Strong Capital Supports Repositioning for Profitability

NOVATO, Calif., July 29, 2024--(BUSINESS WIRE)--Bank of Marin Bancorp, "Bancorp" (Nasdaq: BMRC), parent company of Bank of Marin, "Bank," announced a net loss of $21.9 million for the second quarter of 2024, compared to net income of $2.9 million for the first quarter of 2024. Diluted loss per share was $(1.36) for the second quarter, compared to earnings per share of $0.18 for the prior quarter. Net loss for the first six months of 2024 totaled $19.0 million, compared to net income of $14.0 million for the same period last year. Diluted (loss) earnings per share were $(1.18) and $0.87 for the first six months of 2024 and 2023, respectively. Both the second quarter and six months of 2024 results reflected a $32.5 million pretax loss from the previously announced balance sheet restructuring and a $5.2 million pre-tax provision for credit losses on loans.

Concurrent with this release, Bancorp issued presentation slides providing supplemental information, some of which will be discussed during the second quarter 2024 earnings call. The earnings release and presentation slides are intended to be reviewed together and can be found online on Bank of Marin’s website at www.bankofmarin.com under "Investor Relations."

"During the second quarter, we executed on our strategic priorities, which included realizing the benefits from the more robust loan origination engine we have built, increasing our net interest margin, and carefully managing our expenses," said Tim Myers, President and Chief Executive Officer. "We also took advantage of the strength in our balance sheet and capital position to take substantial, proactive steps designed to bolster our profitability and position the Bank for accelerated earnings momentum. We executed a strategic balance sheet repositioning and sold $325 million of low-yielding investment securities. This resulted in the second quarter loss, but we have already used some of the proceeds from these sales to pay off wholesale borrowings and invest in higher yielding loans and securities. We are confident that we will successfully reinvest the remaining proceeds into higher yielding assets, including loans that meet our disciplined pricing and underwriting criteria, which we believe will be accretive to both our net interest margin and earnings going forward.

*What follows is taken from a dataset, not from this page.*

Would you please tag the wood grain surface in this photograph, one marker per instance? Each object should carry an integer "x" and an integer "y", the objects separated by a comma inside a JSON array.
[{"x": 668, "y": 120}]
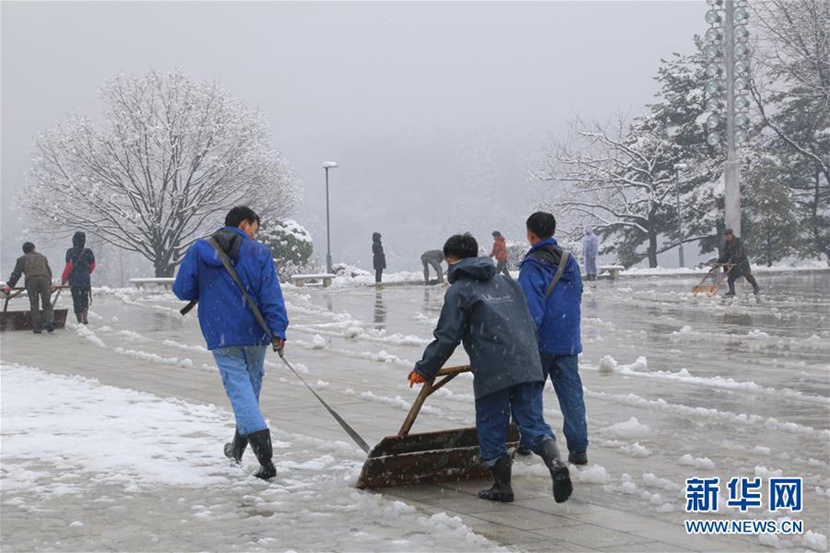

"We are starting the second half of 2024 with positive trends in loan growth, core deposit gathering, and expense management, while seeing continued strong asset quality within the bulk of our loan portfolio. We are also seeing the initial benefits from our balance sheet repositioning on our net interest margin and we expect to realize more expansion in our margin as we continue reinvesting the proceeds from the securities sales. We believe all of these trends should result in a higher level of profitability in the second half of the year and position us well to continue generating profitable growth in the years ahead," said Mr. Myers.